LOUISIANA REV. STAT. 12:1-1340. OTHER REMEDIES LIMITED
A. The legality of a proposed or completed corporate action described in R.S. 12:1-1302(A) may not be contested, nor may the corporate action be enjoined, set aside or rescinded, in any proceeding commenced by a shareholder after the shareholders have approved the corporate action.
B. The appraisal rights provided by this Part are the exclusive remedy of a shareholder in connection with a corporate action for which R.S. 12:1-1302 makes appraisal rights available if either of the following conditions is satisfied:
(1) The shareholder is not subject to the requirements of R.S. 12:1-1321(A)(1) concerning the delivery of a written notice of the shareholder’s intent to assert appraisal rights.
(2) The corporation waives the requirements of R.S. 12:1-1321(A)(1).
C. If Subsection B of this Section makes appraisal rights the exclusive remedy of a shareholder, then the shareholder shall not have any other cause of action for damages or for any other form of relief against the corporation, or any director, officer, employee, agent, or controlling person of the corporation, in connection with the corporate action for which R.S. 12:1-1302 makes appraisal rights available.

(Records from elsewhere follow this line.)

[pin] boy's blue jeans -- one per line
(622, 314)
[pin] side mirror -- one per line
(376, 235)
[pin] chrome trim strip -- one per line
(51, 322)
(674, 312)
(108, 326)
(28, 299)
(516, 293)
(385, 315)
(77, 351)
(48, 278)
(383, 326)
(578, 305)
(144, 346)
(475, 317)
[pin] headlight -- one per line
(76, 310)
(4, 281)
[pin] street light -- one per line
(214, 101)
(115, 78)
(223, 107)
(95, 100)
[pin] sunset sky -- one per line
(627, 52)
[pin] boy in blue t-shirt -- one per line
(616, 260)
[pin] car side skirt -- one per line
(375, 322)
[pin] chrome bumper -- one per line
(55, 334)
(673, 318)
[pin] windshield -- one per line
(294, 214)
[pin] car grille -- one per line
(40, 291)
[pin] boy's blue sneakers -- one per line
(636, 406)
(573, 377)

D. If the corporation waives the requirements of R.S. 12:1-1321(A)(1), a shareholder may assert appraisal rights without complying with those requirements. A corporation waives the requirements of R.S. 12:1-1321(A)(1) by sending shareholders the notice specified in R.S. 12:1-1320(A)(2).
E. Subsections A, B, and C of this Section do not apply to a corporate action that is any of the following:
(1) Not authorized and approved in accordance with the applicable provisions of any of the following:
(a) Part 9, 10, 11, or 12 of this Chapter.
(b) The articles of incorporation or bylaws.
(c) The resolution of the board of directors authorizing the corporate action.
(2) [Reserved.]
(3) [Reserved.]
(4) Approved by less than unanimous consent of the voting shareholders pursuant to R.S. 12:1-704 if both of the following requirements are met:
(a) The challenge to the corporate action is brought by a shareholder who did not consent and as to whom notice of the approval of the corporate action was not effective at least ten days before the corporate action was effected.
(b) The proceeding challenging the corporate action is commenced within ten days after notice of the approval of the corporate action is effective as to the shareholder bringing the proceeding.
F. Subsections B and C of this Section do not affect any right of a shareholder that is provided by the terms of the corporate action itself if the shareholder does not assert, or loses the right to enforce, appraisal rights under this Part.